Sampling from a matrix in STAN

evihas · August 5, 2021, 12:04am

Hi, all stan users and experts,

I am dealing with some issues when coding a program using stan. In my stan code, I need to take random data samples (data raws) from the generated data matrix relevant to the likelihood function. But, I don’t know how to do that. Can anyone help me here?

Thank you

jsocolar · August 5, 2021, 12:36am

I think there’s some ambiguity in what you are trying to do. Are you able to share a bit more about the model? Note that the likelihood, as a function of the data and the parameters must be completely deterministic in a Stan program. Random-number generation is restricted to the transformed data and generated quantities blocks of a Stan program.

evihas · August 5, 2021, 12:58am

Hi @jsocolar,

Thanks for getting back to me. Okay, I will try to explain in this way.

I am trying to use stan in the Bayesian calibration of the microsimulation lung cancer model and here, the likelihood function follows poison distribution. At this point, I need to figure out how many individuals at each disease state with particular age groups. What I am trying to do is simulate lung cancer data and then do sampling to find summary distributions.

Does that make sense for you? Are there any different kinds of approaches for doing this?

Thank you

jsocolar · August 5, 2021, 1:28am

It sounds like maybe you want to repeatedly simulate datasets under known parameters and then fit a model to those datasets using Stan. Is that an accurate description? In general, the way to do this is to simulate the data externally to Stan and then fit the model using Stan.

evihas · August 5, 2021, 1:34am

That’s great. Ultimately, I need to end up with calibrated parameters.

But, I don’t know how to link data that is simulated externally with stan to calibrate parameters. If you have any idea please kindly share with me.

Thank you

jsocolar · August 5, 2021, 1:53am

So I should correct myself a little bit. The dataset simulation can be done inside a Stan program, but if you aren’t comfortable setting that up then the most straightforward and familiar way to achieve this will be to simulate the data externally.

For an overview of how to do it all inside the Stan program (maybe you’ve already seen this), consult the Stan User’s Guide here: 26.3 SBC in Stan | Stan User’s Guide

To do it outside of the Stan program, just simulate your data in R (or Python etc, but I see from your previous posts that you use R) and then fit the Stan model to those data using rstan or cmdstanr.

evihas · August 5, 2021, 2:15am

First, thank you @jsocolar ,

Yes, I am using both rstan and cmdstanr (but, I would prefer to work with cmdstanr). Here, I will follow SBC in stan.

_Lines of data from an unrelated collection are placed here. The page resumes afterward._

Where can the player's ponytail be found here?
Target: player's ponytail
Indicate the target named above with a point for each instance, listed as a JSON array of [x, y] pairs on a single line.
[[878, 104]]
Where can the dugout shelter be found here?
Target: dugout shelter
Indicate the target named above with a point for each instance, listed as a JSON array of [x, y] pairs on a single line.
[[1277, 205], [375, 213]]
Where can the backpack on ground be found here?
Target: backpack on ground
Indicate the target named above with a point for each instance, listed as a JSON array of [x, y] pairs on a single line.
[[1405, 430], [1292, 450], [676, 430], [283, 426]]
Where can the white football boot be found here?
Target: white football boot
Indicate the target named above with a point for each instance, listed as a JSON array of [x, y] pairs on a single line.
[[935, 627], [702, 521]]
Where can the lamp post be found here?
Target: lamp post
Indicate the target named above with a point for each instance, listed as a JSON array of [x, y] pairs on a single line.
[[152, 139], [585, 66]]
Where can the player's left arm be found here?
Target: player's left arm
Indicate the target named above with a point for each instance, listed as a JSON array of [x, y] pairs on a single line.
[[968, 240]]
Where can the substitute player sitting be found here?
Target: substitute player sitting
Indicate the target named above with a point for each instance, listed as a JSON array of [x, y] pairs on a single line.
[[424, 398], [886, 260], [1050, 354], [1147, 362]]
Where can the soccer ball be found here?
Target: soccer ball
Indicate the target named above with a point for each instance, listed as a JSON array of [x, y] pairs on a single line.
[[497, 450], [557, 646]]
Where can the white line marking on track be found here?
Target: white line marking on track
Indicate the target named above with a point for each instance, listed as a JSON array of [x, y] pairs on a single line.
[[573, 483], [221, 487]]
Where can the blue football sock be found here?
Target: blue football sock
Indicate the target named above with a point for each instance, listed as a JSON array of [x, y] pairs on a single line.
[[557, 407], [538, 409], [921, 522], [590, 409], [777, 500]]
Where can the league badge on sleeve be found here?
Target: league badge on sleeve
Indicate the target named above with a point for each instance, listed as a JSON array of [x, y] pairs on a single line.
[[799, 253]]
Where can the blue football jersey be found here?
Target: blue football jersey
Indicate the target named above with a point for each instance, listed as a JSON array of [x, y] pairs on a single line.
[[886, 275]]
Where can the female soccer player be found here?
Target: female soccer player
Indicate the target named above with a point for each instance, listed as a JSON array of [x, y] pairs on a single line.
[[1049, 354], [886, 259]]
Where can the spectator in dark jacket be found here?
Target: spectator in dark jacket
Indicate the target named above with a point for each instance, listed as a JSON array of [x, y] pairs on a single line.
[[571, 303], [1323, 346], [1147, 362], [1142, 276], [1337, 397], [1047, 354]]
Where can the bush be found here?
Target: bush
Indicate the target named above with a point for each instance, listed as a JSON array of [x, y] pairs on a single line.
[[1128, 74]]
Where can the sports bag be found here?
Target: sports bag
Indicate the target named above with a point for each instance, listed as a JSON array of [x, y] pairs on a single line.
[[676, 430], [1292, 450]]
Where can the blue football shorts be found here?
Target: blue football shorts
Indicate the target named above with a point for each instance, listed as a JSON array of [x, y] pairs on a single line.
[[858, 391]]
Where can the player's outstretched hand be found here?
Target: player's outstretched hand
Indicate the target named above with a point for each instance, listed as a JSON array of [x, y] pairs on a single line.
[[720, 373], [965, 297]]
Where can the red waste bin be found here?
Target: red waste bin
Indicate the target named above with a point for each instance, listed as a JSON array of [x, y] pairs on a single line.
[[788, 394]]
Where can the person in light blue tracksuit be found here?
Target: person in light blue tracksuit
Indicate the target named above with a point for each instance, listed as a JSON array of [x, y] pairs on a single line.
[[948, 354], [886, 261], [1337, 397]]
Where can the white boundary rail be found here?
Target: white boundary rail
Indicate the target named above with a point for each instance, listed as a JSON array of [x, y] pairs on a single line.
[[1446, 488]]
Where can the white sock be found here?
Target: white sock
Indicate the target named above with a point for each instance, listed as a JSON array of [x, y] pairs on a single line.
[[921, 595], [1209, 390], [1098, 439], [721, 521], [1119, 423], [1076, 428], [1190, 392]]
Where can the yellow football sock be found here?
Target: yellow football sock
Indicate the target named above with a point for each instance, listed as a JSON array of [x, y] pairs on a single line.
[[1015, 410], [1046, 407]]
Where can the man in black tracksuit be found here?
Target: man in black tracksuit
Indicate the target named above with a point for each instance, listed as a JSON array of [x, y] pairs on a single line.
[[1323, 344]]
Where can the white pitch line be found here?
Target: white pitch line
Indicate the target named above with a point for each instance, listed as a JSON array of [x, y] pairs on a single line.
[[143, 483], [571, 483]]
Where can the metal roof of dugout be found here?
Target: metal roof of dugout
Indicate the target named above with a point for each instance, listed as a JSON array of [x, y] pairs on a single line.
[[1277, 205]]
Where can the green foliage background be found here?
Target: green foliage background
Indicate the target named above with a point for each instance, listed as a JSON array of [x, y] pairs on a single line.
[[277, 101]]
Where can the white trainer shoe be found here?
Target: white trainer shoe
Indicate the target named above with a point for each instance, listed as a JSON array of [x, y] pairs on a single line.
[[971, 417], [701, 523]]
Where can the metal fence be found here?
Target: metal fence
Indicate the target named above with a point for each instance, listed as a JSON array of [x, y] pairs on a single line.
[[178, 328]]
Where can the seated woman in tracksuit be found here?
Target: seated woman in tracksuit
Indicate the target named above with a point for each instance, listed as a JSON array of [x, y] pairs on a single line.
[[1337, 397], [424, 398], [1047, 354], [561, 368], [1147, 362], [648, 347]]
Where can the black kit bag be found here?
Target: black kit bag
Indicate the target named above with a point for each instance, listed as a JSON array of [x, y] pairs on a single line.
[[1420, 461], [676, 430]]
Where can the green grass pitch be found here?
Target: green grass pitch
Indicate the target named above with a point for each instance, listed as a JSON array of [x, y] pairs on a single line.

One thing, let’s say there are 100000 individual simulations in my data table, and a random sample of 1000 individuals is needed to be sampled. What stan command can be used for that?

Thank you

jsocolar · August 5, 2021, 2:19am

I’m sorry; I don’t understand what you are trying to achieve. Can you provide some code to illustrate what you are trying to achieve and where you are getting hung up?

In what data table?

For what purpose?

evihas · August 5, 2021, 2:31am

Sorry for the inconveniences caused to you.

This is the paper I am following.

Okay, lets’ say like that, first, I need to simulate 1000 micro-simulations as individual-level data, then, I need to make samples of size 100 from these micro-simulations in order to count how many individuals are in different disease states with time (different independent samples for each disease states)
Also I need to repeat these steps 10 times(say) using a for loop.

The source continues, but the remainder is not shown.